Pop punk pioneers run down through the hits
In the late 70s the Buzzcocks took the punk rock sneer and turned it into arch melodic pop, becoming chart regulars in that brief but glorious interregnum between New Wave and flaccid New Romanticism.
Frontman Pete Shelley's slightly camp delivery paved the way for the likes of Morrissey, The Stone Roses, and Oasis, while over in Derry the Undertones were taking furious notes.
They promised a complete run through their classic first two albums, Another Music in a Different Kitchen, and Love Bites, great for punk anthropologists like me, but perhaps too limiting for the merely curious.
First of all, bad cess to the idiot who switched the venue from the Mandela Hall to the acoustics hell of the Speakeasy.
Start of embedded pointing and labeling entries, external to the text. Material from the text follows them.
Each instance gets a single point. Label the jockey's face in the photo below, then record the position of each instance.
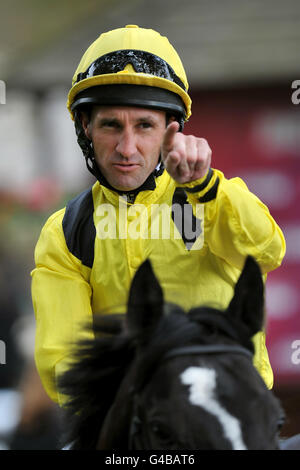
(126, 142)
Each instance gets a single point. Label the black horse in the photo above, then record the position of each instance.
(159, 378)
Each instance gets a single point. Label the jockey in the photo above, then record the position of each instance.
(156, 196)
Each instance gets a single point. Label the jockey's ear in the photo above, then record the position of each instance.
(247, 304)
(145, 304)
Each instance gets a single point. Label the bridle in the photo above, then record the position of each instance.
(135, 425)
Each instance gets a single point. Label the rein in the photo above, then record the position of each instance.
(184, 351)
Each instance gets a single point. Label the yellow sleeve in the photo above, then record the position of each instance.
(61, 298)
(237, 223)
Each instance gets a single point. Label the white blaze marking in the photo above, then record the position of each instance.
(202, 383)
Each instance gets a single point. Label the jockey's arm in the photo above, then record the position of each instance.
(236, 222)
(62, 302)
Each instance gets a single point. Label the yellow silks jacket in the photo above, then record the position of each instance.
(88, 253)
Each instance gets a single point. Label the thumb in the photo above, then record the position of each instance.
(168, 139)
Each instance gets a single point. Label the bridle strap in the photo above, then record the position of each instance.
(208, 349)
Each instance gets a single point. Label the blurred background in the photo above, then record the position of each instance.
(241, 59)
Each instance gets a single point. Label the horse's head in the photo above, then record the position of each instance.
(194, 385)
(164, 379)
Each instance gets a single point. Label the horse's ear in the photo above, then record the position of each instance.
(145, 304)
(247, 304)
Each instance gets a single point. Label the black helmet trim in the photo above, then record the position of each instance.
(131, 95)
(141, 61)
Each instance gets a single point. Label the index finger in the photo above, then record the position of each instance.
(170, 133)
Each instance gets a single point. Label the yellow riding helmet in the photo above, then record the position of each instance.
(127, 57)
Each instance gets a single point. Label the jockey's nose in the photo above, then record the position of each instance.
(127, 144)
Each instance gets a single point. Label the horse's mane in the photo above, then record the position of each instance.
(100, 365)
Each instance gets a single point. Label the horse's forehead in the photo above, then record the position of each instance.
(202, 382)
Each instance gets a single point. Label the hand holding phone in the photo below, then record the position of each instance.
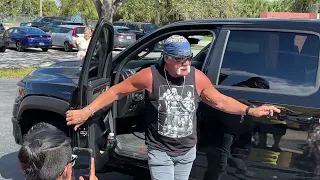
(84, 167)
(92, 175)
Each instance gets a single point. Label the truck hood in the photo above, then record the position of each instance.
(58, 80)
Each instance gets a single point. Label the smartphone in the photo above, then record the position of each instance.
(82, 164)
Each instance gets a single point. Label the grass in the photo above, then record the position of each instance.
(15, 72)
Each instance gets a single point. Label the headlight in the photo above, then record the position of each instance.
(20, 92)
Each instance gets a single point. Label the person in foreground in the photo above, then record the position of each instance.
(174, 89)
(46, 154)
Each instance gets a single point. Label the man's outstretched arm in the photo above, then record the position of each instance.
(139, 81)
(215, 99)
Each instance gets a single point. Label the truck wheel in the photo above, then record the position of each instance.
(3, 49)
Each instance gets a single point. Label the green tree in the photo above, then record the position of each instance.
(138, 10)
(108, 8)
(10, 7)
(84, 7)
(252, 8)
(32, 8)
(49, 8)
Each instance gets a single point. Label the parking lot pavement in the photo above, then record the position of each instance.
(9, 167)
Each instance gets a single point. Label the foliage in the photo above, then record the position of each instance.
(138, 10)
(74, 7)
(175, 10)
(10, 7)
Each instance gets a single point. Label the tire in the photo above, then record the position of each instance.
(19, 46)
(3, 49)
(67, 46)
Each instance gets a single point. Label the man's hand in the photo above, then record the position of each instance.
(92, 175)
(139, 81)
(77, 117)
(263, 111)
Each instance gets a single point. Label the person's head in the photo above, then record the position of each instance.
(314, 145)
(46, 154)
(87, 33)
(177, 55)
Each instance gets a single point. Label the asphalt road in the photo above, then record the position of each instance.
(9, 167)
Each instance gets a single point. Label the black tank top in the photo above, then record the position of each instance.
(171, 112)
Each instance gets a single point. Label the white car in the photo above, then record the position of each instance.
(63, 35)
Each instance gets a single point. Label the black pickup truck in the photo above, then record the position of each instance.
(257, 61)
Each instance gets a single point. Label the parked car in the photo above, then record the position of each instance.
(257, 61)
(42, 21)
(139, 28)
(55, 23)
(23, 37)
(123, 37)
(4, 38)
(63, 35)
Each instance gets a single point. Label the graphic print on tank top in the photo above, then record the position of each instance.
(176, 111)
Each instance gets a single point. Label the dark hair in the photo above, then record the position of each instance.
(45, 153)
(314, 144)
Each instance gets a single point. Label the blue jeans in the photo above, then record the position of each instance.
(165, 167)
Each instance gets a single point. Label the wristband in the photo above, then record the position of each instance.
(248, 108)
(91, 110)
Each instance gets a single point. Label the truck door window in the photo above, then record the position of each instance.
(286, 62)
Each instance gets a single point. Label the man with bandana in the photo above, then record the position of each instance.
(171, 155)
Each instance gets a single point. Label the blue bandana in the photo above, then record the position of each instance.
(177, 46)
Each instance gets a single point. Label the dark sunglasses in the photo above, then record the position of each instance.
(182, 59)
(72, 162)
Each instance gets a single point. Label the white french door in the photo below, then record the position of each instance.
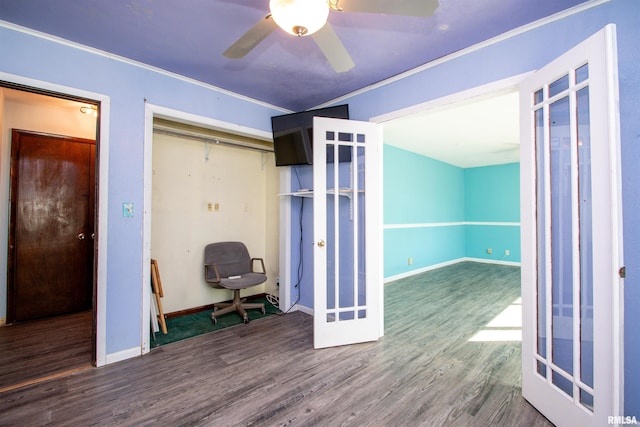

This meant that it took several songs for the Buzzcocks to click with the audience, Steve Diggle's Autonomy in fact.
But that was OK because Diggle was the star of the evening, in his polka dot shirt and ever present grin, he carried the day with acoustic ballad Love is Life and the storming closer Harmony in my Head.
The evening was a question of getting better as it went on with the peerless Ever Fallen in Love, a highlight.
Unlike recent 80s revenants The Buzzcocks have never really gone away.
If there was ever a danger of them becoming their own tribute band it was dispelled by an encore of their best singles, ageless and golden nuggets like Love You More and Everybody's Happy Nowadays.